Мода и границы человеческого. Зооморфизм как топос модной образности в XIX–XXI веках - страница 46
Яркие диккенсовские образы, создававшиеся зачастую с учетом последующей работы иллюстратора, также оказали влияние на британскую карикатуру, в том числе в ее зооморфных аспектах. У Диккенса, как и у других авторов и художников этого времени, большинство персонажей, сравниваемых с животными, – мужчины, хотя встречаются и отдельные птицеподобные дамы42. Примечательно, что даже после публикации «Происхождения видов» Дарвина, давшей импульс для новой волны зооморфных карикатур, их героями становились, как правило, мужские особи, в том числе нередко сам Дарвин. При этом некоторые из них, как, например, карикатура «Лев сезона», напечатанная в выпуске «Панча» за 25 мая 1861 года, напрямую затрагивали тему моды (ил. 2.5). Наименование щеголя, живущего на широкую ногу и пользующегося успехом в свете, львом существовало во французском обиходе как минимум с 1830‑х годов и довольно быстро перешло в другие европейские языки. Конечно, образ модного Льва не обошел своим вниманием Гранвиль (Сцены 2015: 328), нарядив своего героя в те самые безупречно белые панталоны, о которых мечтал бальзаковский Люсьен, надвинув Льву цилиндр на лоб, завив гриву рядами изящных локонов, заставив курить сигару и держать трость немыслимым образом.
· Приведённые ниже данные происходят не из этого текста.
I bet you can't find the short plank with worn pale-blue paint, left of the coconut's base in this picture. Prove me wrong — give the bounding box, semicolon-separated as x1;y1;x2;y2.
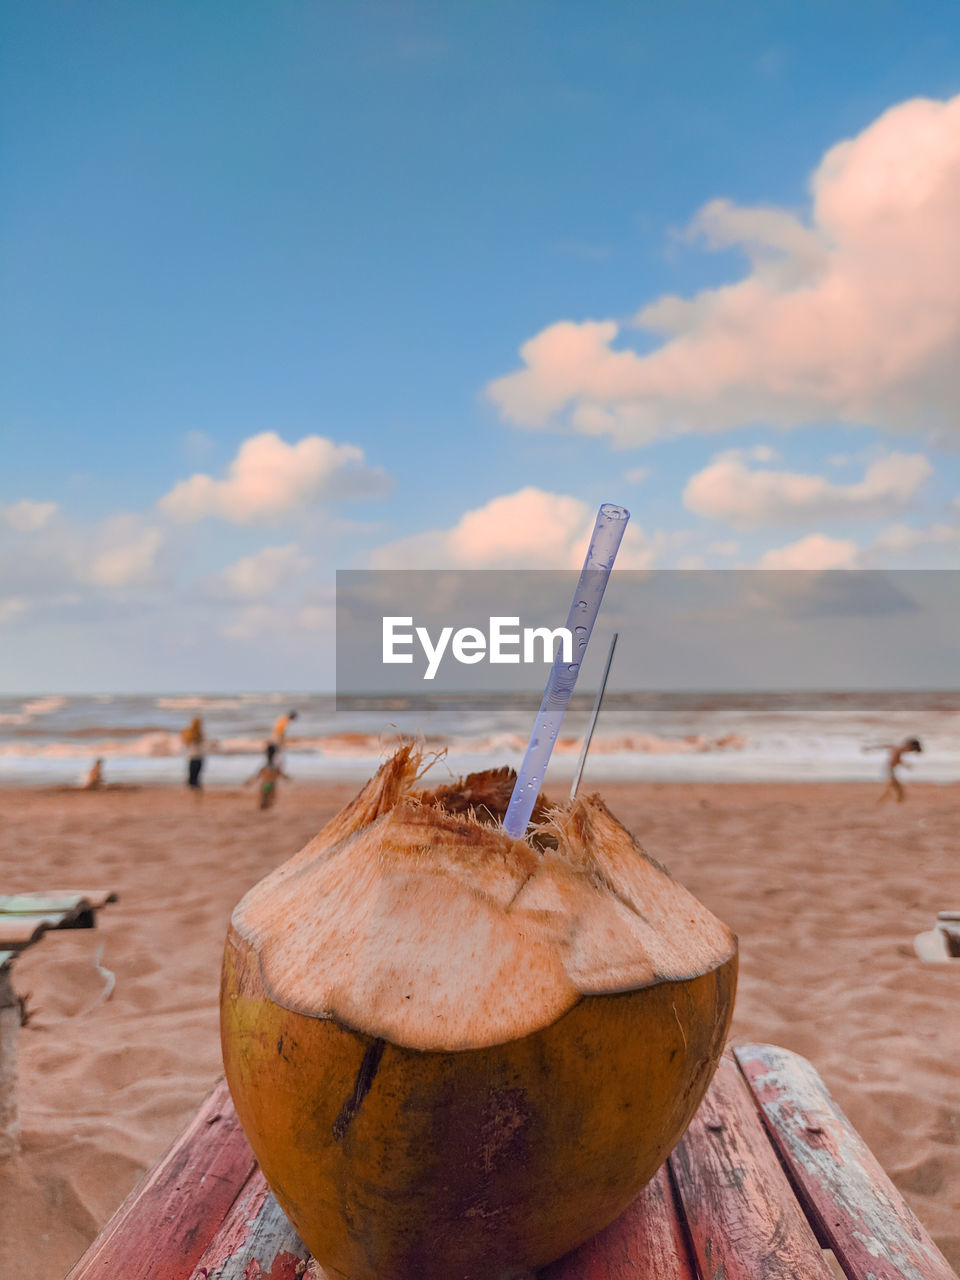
186;1169;310;1280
В 1845 году карикатуру «Главный лев вечера» создал Джордж Крукшенк: на ней двое львов ужасно недовольны тем, что все внимание других гостей привлек к себе вновь прибывший, чей свирепо-напыщенный вид и невероятно косматая грива, безусловно, дают ему право именоваться главным львом вечера.
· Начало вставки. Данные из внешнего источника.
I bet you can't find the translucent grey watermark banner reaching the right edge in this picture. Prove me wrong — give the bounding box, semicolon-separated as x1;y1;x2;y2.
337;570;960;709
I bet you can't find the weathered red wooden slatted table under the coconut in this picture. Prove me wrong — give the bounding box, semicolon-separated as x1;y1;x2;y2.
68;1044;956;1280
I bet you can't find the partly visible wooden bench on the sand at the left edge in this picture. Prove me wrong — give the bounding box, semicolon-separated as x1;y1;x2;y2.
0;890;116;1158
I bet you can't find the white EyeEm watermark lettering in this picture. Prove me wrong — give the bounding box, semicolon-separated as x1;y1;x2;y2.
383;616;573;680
Карикатура из «Панча» опирается на эту традицию, однако в роли «льва» здесь выступает совсем другое животное, чье появление повергает в ужас лакея, который, заикаясь, объявляет нового визитера: «Мистер Г-г-г-о-о-о-рилла!» «Модность» этого гостя связана в первую очередь с тем, что в 1860 году горилла действительно была впервые привезена в Лондон (Dyer 1997: 55), – а также, вероятно, с выходом в марте 1861 года третьего издания «Происхождения видов», создавшего мистеру Горилле «репутацию» и подогревшего интерес к его фигуре. Однако его вечерний туалет также безупречен: на мистере Горилле фрак, белый жилет, из кармана которого свешивается цепь с брелоками, на ногах остроносые туфли, немного напоминающие рукавицы, так как сделаны по горилльей ноге, с отдельно торчащим большим пальцем, на руках белые лайковые перчатки, а на шее модным образом завязанный галстук-бабочка. В отличие от «буквальных» львов, щеголяющих пышными гривами, мистер Горилла носит аккуратную короткую стрижку, и только седые бакенбарды являются не то данью моде, не то отсылкой к облику Чарлза Дарвина. Бакенбарды есть также у лакея, что может подтверждать гипотезу об их модности: от ужаса они встали дыбом и едва не отделились от головы. В целом контраст между человеческими и животными чертами здесь разворачивается на нескольких уровнях, приобретая в том числе классовый смысл: теряющему человеческий облик от страха лакею противопоставлен преисполненный чувства собственной значимости мистер Горилла. В то же время сама фигура гостя балансирует между человеческим и нечеловеческим. В общих чертах можно было бы сказать, что очеловечивание гориллы достигается за счет костюма, который, однако, не может полностью подчинить себе тело животного, отчасти сохраняющее звериную пластику: согнутые колени, скрюченные пальцы. Однако мистер Горилла вполне уверенно стоит на двух ногах, то есть находится на пути превращения в человека, тогда как «хвост» его фрака неожиданно оказывается не квинтэссенцией элегантности, а, напротив, рудиментом животного состояния.